Trump’s Thursday escalation — shoot-to-kill on mine-layers, no deadline for war, minesweeping intensification — transforms the ceasefire framework from stable limbo into potential explosive hazard. If mines are found in Hormuz: the worst-case scenario that markets have not priced arrives instantly. The dead loop between Trump (won’t lift blockade without proposal) and Iran (won’t negotiate while blockaded) has no resolution mechanism because neither side can concede first. Canada’s election remains frozen by the same indefinite uncertainty — Carney cannot campaign on recovery or crisis while the Middle East provides neither. The 81% earnings beat rate is the floor. The mining threat is the ceiling. The market trades between them.

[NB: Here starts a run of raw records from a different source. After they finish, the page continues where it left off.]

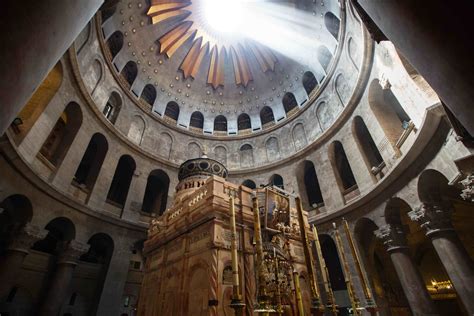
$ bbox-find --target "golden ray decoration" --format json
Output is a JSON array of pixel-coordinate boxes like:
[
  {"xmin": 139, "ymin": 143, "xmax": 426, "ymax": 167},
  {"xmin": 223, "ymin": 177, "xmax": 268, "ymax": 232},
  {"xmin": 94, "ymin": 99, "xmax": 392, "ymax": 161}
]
[{"xmin": 147, "ymin": 0, "xmax": 277, "ymax": 89}]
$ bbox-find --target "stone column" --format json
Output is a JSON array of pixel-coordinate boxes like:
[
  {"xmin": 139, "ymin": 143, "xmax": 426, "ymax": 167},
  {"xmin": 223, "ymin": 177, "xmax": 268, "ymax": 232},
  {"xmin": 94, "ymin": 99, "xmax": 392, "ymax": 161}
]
[
  {"xmin": 408, "ymin": 203, "xmax": 474, "ymax": 315},
  {"xmin": 374, "ymin": 224, "xmax": 439, "ymax": 315},
  {"xmin": 38, "ymin": 240, "xmax": 89, "ymax": 316},
  {"xmin": 0, "ymin": 0, "xmax": 103, "ymax": 135},
  {"xmin": 0, "ymin": 223, "xmax": 47, "ymax": 297}
]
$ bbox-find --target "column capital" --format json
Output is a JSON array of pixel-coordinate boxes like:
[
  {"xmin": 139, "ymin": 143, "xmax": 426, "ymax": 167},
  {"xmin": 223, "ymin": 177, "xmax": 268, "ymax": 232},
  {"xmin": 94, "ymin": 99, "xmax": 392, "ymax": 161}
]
[
  {"xmin": 408, "ymin": 203, "xmax": 454, "ymax": 236},
  {"xmin": 374, "ymin": 224, "xmax": 408, "ymax": 252},
  {"xmin": 7, "ymin": 223, "xmax": 48, "ymax": 253},
  {"xmin": 57, "ymin": 240, "xmax": 90, "ymax": 265}
]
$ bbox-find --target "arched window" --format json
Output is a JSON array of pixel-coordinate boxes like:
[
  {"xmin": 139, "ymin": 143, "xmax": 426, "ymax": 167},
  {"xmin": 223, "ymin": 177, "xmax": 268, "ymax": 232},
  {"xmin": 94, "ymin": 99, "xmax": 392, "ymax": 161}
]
[
  {"xmin": 260, "ymin": 106, "xmax": 275, "ymax": 126},
  {"xmin": 237, "ymin": 113, "xmax": 252, "ymax": 131},
  {"xmin": 324, "ymin": 12, "xmax": 341, "ymax": 40},
  {"xmin": 214, "ymin": 115, "xmax": 227, "ymax": 132},
  {"xmin": 12, "ymin": 62, "xmax": 63, "ymax": 142},
  {"xmin": 282, "ymin": 92, "xmax": 298, "ymax": 113},
  {"xmin": 142, "ymin": 170, "xmax": 170, "ymax": 215},
  {"xmin": 32, "ymin": 217, "xmax": 76, "ymax": 255},
  {"xmin": 99, "ymin": 0, "xmax": 119, "ymax": 23},
  {"xmin": 240, "ymin": 144, "xmax": 253, "ymax": 167},
  {"xmin": 0, "ymin": 194, "xmax": 33, "ymax": 246},
  {"xmin": 107, "ymin": 155, "xmax": 136, "ymax": 207},
  {"xmin": 141, "ymin": 84, "xmax": 156, "ymax": 105},
  {"xmin": 270, "ymin": 174, "xmax": 285, "ymax": 189},
  {"xmin": 102, "ymin": 91, "xmax": 122, "ymax": 124},
  {"xmin": 303, "ymin": 71, "xmax": 318, "ymax": 95},
  {"xmin": 107, "ymin": 31, "xmax": 123, "ymax": 59},
  {"xmin": 40, "ymin": 102, "xmax": 82, "ymax": 167},
  {"xmin": 369, "ymin": 79, "xmax": 411, "ymax": 147},
  {"xmin": 304, "ymin": 161, "xmax": 324, "ymax": 208},
  {"xmin": 318, "ymin": 46, "xmax": 332, "ymax": 73},
  {"xmin": 242, "ymin": 179, "xmax": 257, "ymax": 190},
  {"xmin": 352, "ymin": 116, "xmax": 383, "ymax": 175},
  {"xmin": 329, "ymin": 141, "xmax": 357, "ymax": 195},
  {"xmin": 189, "ymin": 111, "xmax": 204, "ymax": 130},
  {"xmin": 73, "ymin": 133, "xmax": 109, "ymax": 191},
  {"xmin": 120, "ymin": 61, "xmax": 138, "ymax": 87},
  {"xmin": 165, "ymin": 101, "xmax": 179, "ymax": 121}
]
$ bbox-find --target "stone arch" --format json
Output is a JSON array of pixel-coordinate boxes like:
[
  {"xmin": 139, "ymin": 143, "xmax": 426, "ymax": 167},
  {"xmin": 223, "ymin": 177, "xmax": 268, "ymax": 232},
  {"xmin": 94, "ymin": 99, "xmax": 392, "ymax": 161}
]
[
  {"xmin": 352, "ymin": 116, "xmax": 384, "ymax": 180},
  {"xmin": 0, "ymin": 194, "xmax": 33, "ymax": 249},
  {"xmin": 242, "ymin": 179, "xmax": 257, "ymax": 190},
  {"xmin": 73, "ymin": 133, "xmax": 109, "ymax": 192},
  {"xmin": 281, "ymin": 92, "xmax": 298, "ymax": 114},
  {"xmin": 40, "ymin": 102, "xmax": 82, "ymax": 167},
  {"xmin": 214, "ymin": 115, "xmax": 227, "ymax": 132},
  {"xmin": 189, "ymin": 111, "xmax": 204, "ymax": 132},
  {"xmin": 214, "ymin": 145, "xmax": 227, "ymax": 166},
  {"xmin": 188, "ymin": 141, "xmax": 202, "ymax": 159},
  {"xmin": 334, "ymin": 73, "xmax": 351, "ymax": 107},
  {"xmin": 102, "ymin": 91, "xmax": 123, "ymax": 124},
  {"xmin": 368, "ymin": 79, "xmax": 411, "ymax": 147},
  {"xmin": 15, "ymin": 61, "xmax": 63, "ymax": 142},
  {"xmin": 291, "ymin": 123, "xmax": 308, "ymax": 151},
  {"xmin": 269, "ymin": 173, "xmax": 285, "ymax": 189},
  {"xmin": 88, "ymin": 58, "xmax": 104, "ymax": 96},
  {"xmin": 317, "ymin": 45, "xmax": 333, "ymax": 74},
  {"xmin": 316, "ymin": 101, "xmax": 337, "ymax": 131},
  {"xmin": 328, "ymin": 141, "xmax": 357, "ymax": 195},
  {"xmin": 347, "ymin": 37, "xmax": 360, "ymax": 71},
  {"xmin": 32, "ymin": 217, "xmax": 76, "ymax": 254},
  {"xmin": 302, "ymin": 71, "xmax": 318, "ymax": 95},
  {"xmin": 99, "ymin": 0, "xmax": 120, "ymax": 23},
  {"xmin": 260, "ymin": 106, "xmax": 275, "ymax": 128},
  {"xmin": 158, "ymin": 132, "xmax": 173, "ymax": 159},
  {"xmin": 265, "ymin": 136, "xmax": 280, "ymax": 161},
  {"xmin": 165, "ymin": 101, "xmax": 179, "ymax": 122},
  {"xmin": 107, "ymin": 155, "xmax": 137, "ymax": 207},
  {"xmin": 120, "ymin": 60, "xmax": 138, "ymax": 88},
  {"xmin": 107, "ymin": 31, "xmax": 123, "ymax": 60},
  {"xmin": 417, "ymin": 169, "xmax": 452, "ymax": 206},
  {"xmin": 142, "ymin": 169, "xmax": 170, "ymax": 215},
  {"xmin": 237, "ymin": 113, "xmax": 252, "ymax": 131},
  {"xmin": 140, "ymin": 83, "xmax": 156, "ymax": 106},
  {"xmin": 240, "ymin": 144, "xmax": 254, "ymax": 167},
  {"xmin": 127, "ymin": 114, "xmax": 146, "ymax": 145},
  {"xmin": 324, "ymin": 11, "xmax": 341, "ymax": 40},
  {"xmin": 74, "ymin": 21, "xmax": 92, "ymax": 56}
]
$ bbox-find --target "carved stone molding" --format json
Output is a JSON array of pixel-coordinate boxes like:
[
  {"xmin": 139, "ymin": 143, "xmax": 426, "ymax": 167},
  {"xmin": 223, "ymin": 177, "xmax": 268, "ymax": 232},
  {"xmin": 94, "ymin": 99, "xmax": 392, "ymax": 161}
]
[
  {"xmin": 374, "ymin": 224, "xmax": 408, "ymax": 252},
  {"xmin": 408, "ymin": 203, "xmax": 453, "ymax": 236},
  {"xmin": 57, "ymin": 240, "xmax": 90, "ymax": 265},
  {"xmin": 8, "ymin": 223, "xmax": 48, "ymax": 253}
]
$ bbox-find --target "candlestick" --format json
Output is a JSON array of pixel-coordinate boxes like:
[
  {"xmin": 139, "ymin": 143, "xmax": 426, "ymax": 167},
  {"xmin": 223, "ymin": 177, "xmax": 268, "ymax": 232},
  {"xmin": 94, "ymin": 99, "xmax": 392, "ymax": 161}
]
[
  {"xmin": 313, "ymin": 225, "xmax": 337, "ymax": 315},
  {"xmin": 295, "ymin": 197, "xmax": 324, "ymax": 316},
  {"xmin": 332, "ymin": 223, "xmax": 362, "ymax": 315},
  {"xmin": 293, "ymin": 271, "xmax": 304, "ymax": 316},
  {"xmin": 273, "ymin": 247, "xmax": 283, "ymax": 315},
  {"xmin": 252, "ymin": 196, "xmax": 271, "ymax": 316},
  {"xmin": 342, "ymin": 219, "xmax": 377, "ymax": 315},
  {"xmin": 229, "ymin": 196, "xmax": 245, "ymax": 316}
]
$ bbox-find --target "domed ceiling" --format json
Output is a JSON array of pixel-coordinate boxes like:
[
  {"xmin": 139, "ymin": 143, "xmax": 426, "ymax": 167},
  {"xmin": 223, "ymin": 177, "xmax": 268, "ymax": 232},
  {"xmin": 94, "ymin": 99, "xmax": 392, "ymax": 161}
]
[{"xmin": 102, "ymin": 0, "xmax": 342, "ymax": 136}]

For Latin American investors, this US and Canada intelligence brief delivers five signals. First, the S&P’s record-then-reversal confirms the market has transitioned from momentum to fundamentals — own the sectors that are beating AND guiding well (construction, semiconductors), not just the index. Second, the 81% earnings beat rate supports US equity valuations that drive Latin American capital flows — but the individual-stock brutality means Latin American companies must deliver guidance, not just results. Third, the shoot-to-kill mining order is the scenario that Latin American risk managers should add to their planning: a mine strike in Hormuz converts indefinite limbo into acute crisis within minutes. Fourth, United Rentals’ 20.2% surge signals that US construction demand for Latin American materials (steel, copper, cement, lumber) is accelerating, not contracting. Fifth, Canada’s frozen election creates frozen trade policy — Latin American businesses should maintain current Canadian relationships without assuming change.